The cemetery was modelled after its human equivalent and many animals were buried under miniature headstones. The gravestones are almost uniform in size being approximately 31 cm high, 24 cm wide and 5 cm thick. The gravestones are generally plain with only six surviving with any decorative elements. The burial markers are typical of early pet gravestones, which remained generally small and plain until the mid-20th century. Many of the graves have kerbstones and body stones, reflecting a similar trend in human burials of the late 19th and early 20th centuries. The text on the headstones also mirrors human gravestones and many include the phrases "here lies..." or "rest in peace". Sleep metaphors, which first became common on human gravestones in this period, were also popular and examples include "After life's fitful slumber, he sleeps well" and "We are only sleeping, Master". Some headstones are marked with bible passages and studies have cited this as early evidence of a belief that animals had souls, a belief that did not become commonplace until the later 20th-century.
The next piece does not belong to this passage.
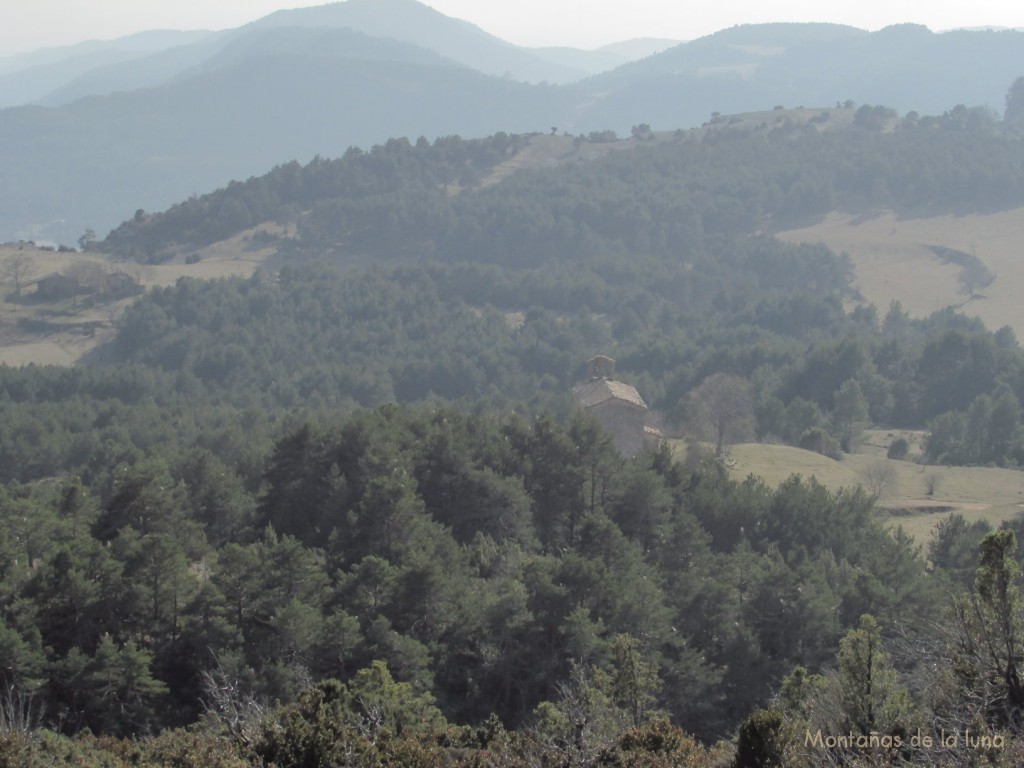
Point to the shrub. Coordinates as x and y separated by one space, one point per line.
898 450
Winbridge operated the cemetery as a philanthropic gesture and not as a commercial business. By 1893 39 burials had been carried out by Winbridge, who remained the keeper. He beautified the surroundings with planting. The cemetery became popular "by accident" and by the time it was largely closed in 1903, due to lack of space, it had received around 1,000 burials. After the general closure occasional burials were made of the pets of well-connected owners; these were made in gaps in the existing rows of headstones or near to the fence. One of the last burials was Kim, a cat who died in 1953. The last burial was carried out in 1976.

Burials included two cats, three monkeys and a number of birds. Topper, a Fox Terrier belonging to the park's Metropolitan Police station was also buried in the cemetery. William Petre, 13th Baron Petre sent a dog for burial at the park and promised to attend the ceremony but died overnight, allegedly of grief for his animal. George Orwell later visited the cemetery which he described as "perhaps the most horrible spectacle in Britain".

Some 471 headstones are known in the cemetery and many are marked with burial dates. Only five headstones are marked with dates in the 1880s, 255 with the 1890s, 70 with the 1900s and only 23 with later dates. The 1976 burial was the only one carried out after the 1950s.

== Current status ==
Since its closure the cemetery, which is owned by the charity The Royal Parks, has been maintained as a heritage site but is off limits to the public due to the risk of vandalism. The garden is now largely vegetated with ivy and ferns. It is visible through railings from publicly-accessible spaces near the Victoria Gate. It was formerly opened to the public on one day a year as part of Open House London. Tours of the cemetery and some nearby areas are currently sold by The Royal Parks for limited days each year at a cost of £10 per person. It is advertised as "The Secret Pet Cemetery of Hyde Park".